Man: "Abdul Al-Rhazim."
Reporter: "Sex?"
Man: "Three to five times a week."
Reporter: "No no! I mean male or female?"
Man: "Yes, male, female... sometimes camel."
Reporter: "Holy cow!"
Man: "Yes, cow, sheep... animals in general."
Reporter: "But isn't that hostile?"
Man: "Yes, horse style, dog style, any style."
Reporter: "Oh dear!"
Man: "No, no deer. Deer run too fast. Hard to catch."
What do you call a pig with no legs?
A groundhog.
What is a cow's favorite drink?
Mountain Moo!
How do you know cat's don't always land on their feet?
Mufasa.
What’s a homo police dog?
A gay-9.
A man walks into a bar with his pet octopus and proudly claims the animal can play any musical instrument. The bartender pulls out a guitar from behind the bar and gives it to the octopus, which plays an amazing solo. Just then a Scotsman walks into the bar with a set of bagpipes. The octopus grabs the instrument and wrestles around with it on the ground, flailing about, making a horrible sound. The bartender says, "Hey, looks like he can't play that!" and the octopus says, "Play it?

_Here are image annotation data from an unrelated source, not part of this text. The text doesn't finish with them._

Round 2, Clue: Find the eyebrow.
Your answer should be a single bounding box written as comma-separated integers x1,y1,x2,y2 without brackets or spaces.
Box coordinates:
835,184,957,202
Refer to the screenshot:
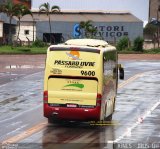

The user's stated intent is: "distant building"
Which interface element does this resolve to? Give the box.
[0,0,32,9]
[148,0,160,22]
[19,11,143,43]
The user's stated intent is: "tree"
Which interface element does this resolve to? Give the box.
[15,4,33,40]
[0,0,16,44]
[39,2,60,44]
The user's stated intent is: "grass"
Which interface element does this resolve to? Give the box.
[0,46,47,54]
[118,48,160,54]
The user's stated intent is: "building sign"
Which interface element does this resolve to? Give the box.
[98,25,128,38]
[73,23,81,38]
[73,23,129,38]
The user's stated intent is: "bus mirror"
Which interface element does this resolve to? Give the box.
[118,64,124,80]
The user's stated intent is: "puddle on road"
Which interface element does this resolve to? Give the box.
[0,96,20,106]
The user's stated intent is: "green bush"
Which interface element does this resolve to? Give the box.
[116,36,129,51]
[132,37,144,52]
[32,39,46,47]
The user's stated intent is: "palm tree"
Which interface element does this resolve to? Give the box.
[0,0,16,44]
[15,4,33,40]
[39,2,60,44]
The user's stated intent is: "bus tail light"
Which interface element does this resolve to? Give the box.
[43,91,48,103]
[97,94,102,106]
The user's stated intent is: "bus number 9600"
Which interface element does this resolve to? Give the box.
[81,70,95,76]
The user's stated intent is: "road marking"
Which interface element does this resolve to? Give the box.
[2,122,48,144]
[108,101,160,144]
[2,72,146,144]
[118,72,146,89]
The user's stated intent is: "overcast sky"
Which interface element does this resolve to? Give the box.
[32,0,149,21]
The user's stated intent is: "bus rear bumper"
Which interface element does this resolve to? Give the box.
[44,103,101,121]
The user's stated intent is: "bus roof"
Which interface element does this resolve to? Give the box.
[50,39,116,52]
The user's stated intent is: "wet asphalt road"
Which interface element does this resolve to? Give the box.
[0,61,160,149]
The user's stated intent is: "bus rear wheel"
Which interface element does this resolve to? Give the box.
[104,114,112,122]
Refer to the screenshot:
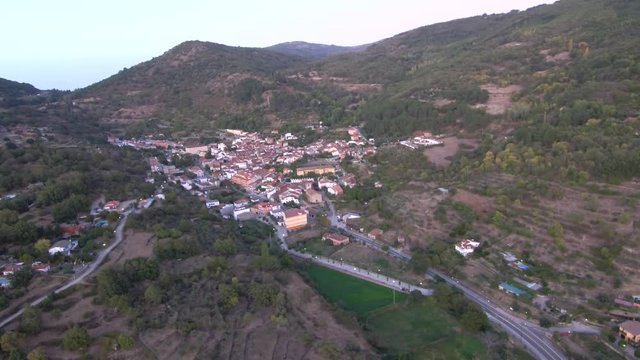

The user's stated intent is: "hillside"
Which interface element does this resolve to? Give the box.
[0,0,640,359]
[316,0,640,135]
[0,78,40,99]
[266,41,369,60]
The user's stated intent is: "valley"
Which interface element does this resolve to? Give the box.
[0,0,640,359]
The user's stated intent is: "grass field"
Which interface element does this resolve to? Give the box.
[306,264,407,317]
[366,301,488,359]
[306,264,488,360]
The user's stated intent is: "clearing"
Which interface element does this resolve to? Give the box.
[306,264,407,317]
[474,84,522,115]
[424,136,478,167]
[366,301,488,359]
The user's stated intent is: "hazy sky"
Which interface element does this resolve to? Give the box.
[0,0,554,89]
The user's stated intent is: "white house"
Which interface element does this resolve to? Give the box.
[49,240,78,256]
[233,208,251,220]
[456,239,480,256]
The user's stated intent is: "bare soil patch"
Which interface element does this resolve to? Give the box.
[453,189,493,215]
[474,84,522,115]
[102,230,155,268]
[424,136,478,167]
[0,274,69,318]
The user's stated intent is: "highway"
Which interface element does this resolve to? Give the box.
[259,219,433,296]
[0,210,131,328]
[327,201,566,360]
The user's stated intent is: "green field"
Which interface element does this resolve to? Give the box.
[305,264,488,359]
[306,264,407,317]
[366,301,487,359]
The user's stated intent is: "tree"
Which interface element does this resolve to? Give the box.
[540,316,554,328]
[20,304,40,335]
[144,284,162,305]
[213,239,236,256]
[33,239,51,256]
[0,331,24,353]
[106,211,120,223]
[27,348,47,360]
[9,266,33,289]
[62,325,91,352]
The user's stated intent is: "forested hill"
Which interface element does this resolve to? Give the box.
[267,41,369,60]
[316,0,640,136]
[0,78,40,98]
[70,0,640,155]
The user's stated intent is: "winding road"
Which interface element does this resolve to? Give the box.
[327,201,568,360]
[0,210,132,328]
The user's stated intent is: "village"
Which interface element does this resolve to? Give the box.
[0,127,640,356]
[109,128,376,231]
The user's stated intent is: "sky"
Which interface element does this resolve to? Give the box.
[0,0,554,90]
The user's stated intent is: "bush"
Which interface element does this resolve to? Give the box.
[62,325,91,352]
[116,334,136,351]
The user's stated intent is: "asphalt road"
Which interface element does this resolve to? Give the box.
[327,201,566,360]
[0,210,131,328]
[427,269,566,360]
[260,219,433,296]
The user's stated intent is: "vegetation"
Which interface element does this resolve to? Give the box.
[304,264,407,316]
[365,301,489,359]
[62,325,91,352]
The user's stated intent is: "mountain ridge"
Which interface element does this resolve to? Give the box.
[265,41,371,60]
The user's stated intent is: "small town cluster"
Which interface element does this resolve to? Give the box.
[109,128,382,230]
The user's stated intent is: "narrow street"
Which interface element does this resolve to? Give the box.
[0,210,132,328]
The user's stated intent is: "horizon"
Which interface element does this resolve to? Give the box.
[0,0,555,90]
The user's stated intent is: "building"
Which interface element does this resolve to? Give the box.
[233,207,251,221]
[205,200,220,209]
[184,145,209,157]
[102,200,120,211]
[2,263,22,276]
[149,156,162,172]
[340,175,358,188]
[368,229,384,240]
[456,239,480,257]
[231,171,261,189]
[283,209,307,231]
[305,189,322,204]
[498,282,527,296]
[619,320,640,345]
[49,240,78,256]
[31,261,51,272]
[327,185,344,196]
[322,233,349,246]
[296,164,336,176]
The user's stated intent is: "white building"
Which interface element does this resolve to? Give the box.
[456,239,480,257]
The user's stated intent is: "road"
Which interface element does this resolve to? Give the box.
[427,269,565,360]
[259,218,433,296]
[327,201,566,360]
[288,250,433,296]
[0,210,131,328]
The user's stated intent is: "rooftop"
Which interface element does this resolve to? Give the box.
[620,320,640,335]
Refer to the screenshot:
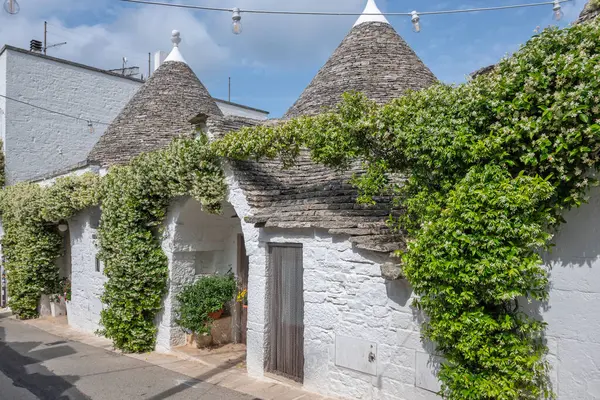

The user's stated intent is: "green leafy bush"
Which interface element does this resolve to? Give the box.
[176,274,237,333]
[99,135,226,352]
[0,174,100,319]
[214,20,600,400]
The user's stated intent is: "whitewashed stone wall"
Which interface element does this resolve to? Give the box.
[68,209,106,332]
[229,164,600,400]
[0,49,141,184]
[249,230,439,400]
[156,198,247,350]
[541,188,600,400]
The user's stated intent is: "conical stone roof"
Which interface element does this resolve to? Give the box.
[575,1,600,24]
[284,0,436,118]
[88,34,223,166]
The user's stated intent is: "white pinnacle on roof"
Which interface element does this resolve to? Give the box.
[165,30,187,64]
[354,0,389,26]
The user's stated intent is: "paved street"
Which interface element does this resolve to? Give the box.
[0,315,254,400]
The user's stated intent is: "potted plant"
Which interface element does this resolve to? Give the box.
[50,294,67,317]
[176,274,236,347]
[236,288,248,308]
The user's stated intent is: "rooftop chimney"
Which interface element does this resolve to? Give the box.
[29,39,44,53]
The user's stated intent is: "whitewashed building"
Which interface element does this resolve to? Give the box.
[0,46,143,184]
[4,0,600,400]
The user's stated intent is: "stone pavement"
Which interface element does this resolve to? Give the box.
[22,317,331,400]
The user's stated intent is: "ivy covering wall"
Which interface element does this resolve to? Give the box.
[99,135,226,352]
[215,20,600,400]
[0,173,100,319]
[0,16,600,400]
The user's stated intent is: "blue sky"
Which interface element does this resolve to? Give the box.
[0,0,585,117]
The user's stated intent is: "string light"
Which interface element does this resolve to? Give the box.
[411,11,421,33]
[552,0,564,21]
[120,0,575,35]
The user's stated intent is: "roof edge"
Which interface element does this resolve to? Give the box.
[0,44,145,83]
[213,97,271,114]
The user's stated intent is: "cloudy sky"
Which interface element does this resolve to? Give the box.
[0,0,585,117]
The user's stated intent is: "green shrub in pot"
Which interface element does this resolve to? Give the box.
[176,274,237,334]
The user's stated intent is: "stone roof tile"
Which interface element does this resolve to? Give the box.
[284,19,436,118]
[88,61,223,166]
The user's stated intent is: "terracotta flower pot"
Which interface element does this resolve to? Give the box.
[194,334,212,349]
[208,308,223,319]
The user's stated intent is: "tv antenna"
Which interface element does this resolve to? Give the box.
[43,21,67,54]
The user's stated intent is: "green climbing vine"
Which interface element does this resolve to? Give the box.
[99,134,226,352]
[0,140,6,188]
[214,20,600,400]
[0,173,99,319]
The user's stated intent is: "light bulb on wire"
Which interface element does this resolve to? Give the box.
[4,0,21,15]
[552,0,564,21]
[410,11,421,33]
[231,7,242,35]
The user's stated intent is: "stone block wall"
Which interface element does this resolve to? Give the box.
[532,188,600,400]
[255,229,439,400]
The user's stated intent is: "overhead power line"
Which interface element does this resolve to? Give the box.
[0,94,110,126]
[121,0,574,35]
[120,0,574,17]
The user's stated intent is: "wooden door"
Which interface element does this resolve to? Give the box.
[234,234,249,344]
[267,244,304,382]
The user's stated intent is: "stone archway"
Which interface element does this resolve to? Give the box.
[157,197,248,349]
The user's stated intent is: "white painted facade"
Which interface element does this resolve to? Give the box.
[156,197,247,349]
[67,208,106,332]
[32,158,600,400]
[541,188,600,400]
[0,47,142,184]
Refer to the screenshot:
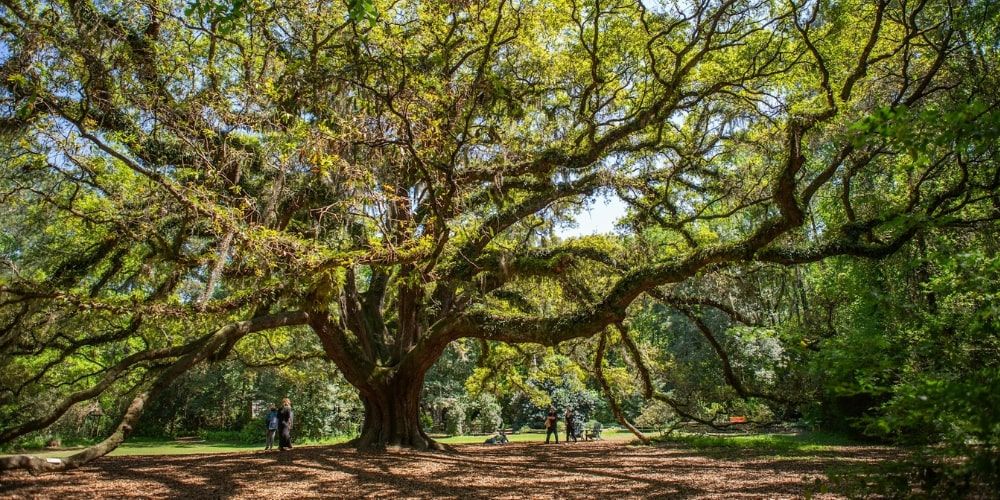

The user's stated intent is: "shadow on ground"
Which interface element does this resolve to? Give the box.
[0,442,897,498]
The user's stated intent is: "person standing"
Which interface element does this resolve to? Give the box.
[566,408,576,443]
[545,406,559,444]
[264,405,278,450]
[278,398,294,451]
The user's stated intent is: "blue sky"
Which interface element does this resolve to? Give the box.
[556,193,625,238]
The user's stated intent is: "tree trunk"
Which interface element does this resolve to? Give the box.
[353,373,443,451]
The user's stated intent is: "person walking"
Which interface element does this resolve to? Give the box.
[545,406,559,444]
[566,408,576,443]
[264,405,278,450]
[278,398,294,451]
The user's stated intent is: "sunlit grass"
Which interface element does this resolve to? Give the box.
[657,432,857,453]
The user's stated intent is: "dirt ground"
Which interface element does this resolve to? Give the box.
[0,442,908,500]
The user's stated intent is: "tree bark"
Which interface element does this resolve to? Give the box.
[352,372,444,451]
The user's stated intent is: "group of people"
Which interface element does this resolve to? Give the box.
[545,406,579,444]
[264,398,293,451]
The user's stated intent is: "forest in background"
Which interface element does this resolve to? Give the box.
[0,0,1000,494]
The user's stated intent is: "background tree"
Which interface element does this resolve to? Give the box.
[0,0,1000,470]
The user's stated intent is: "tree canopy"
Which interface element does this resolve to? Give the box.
[0,0,1000,470]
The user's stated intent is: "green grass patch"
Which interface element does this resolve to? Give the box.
[656,432,857,454]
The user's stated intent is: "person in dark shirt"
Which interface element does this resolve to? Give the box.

As soon as I get it's pajamas off, I'm gonna fuck it!"
How do you make a cat go "woof"?
... douse it in gasoline and set it on fire! "woof!"
What do you say when you see a pig making bread?
He's bacon.
Why was the cheetah so bad at hide and seek?
No matter where she hid, she was always spotted.
What does a cigarette and a hamster have in common?
Both are completely harmless until you put it in your mouth and light it on fire.
What did the priest say to the skunk?
Let us spray.
What’s the difference between peanut butter and a dead baby?
Dogs only lick peanut butter off private parts.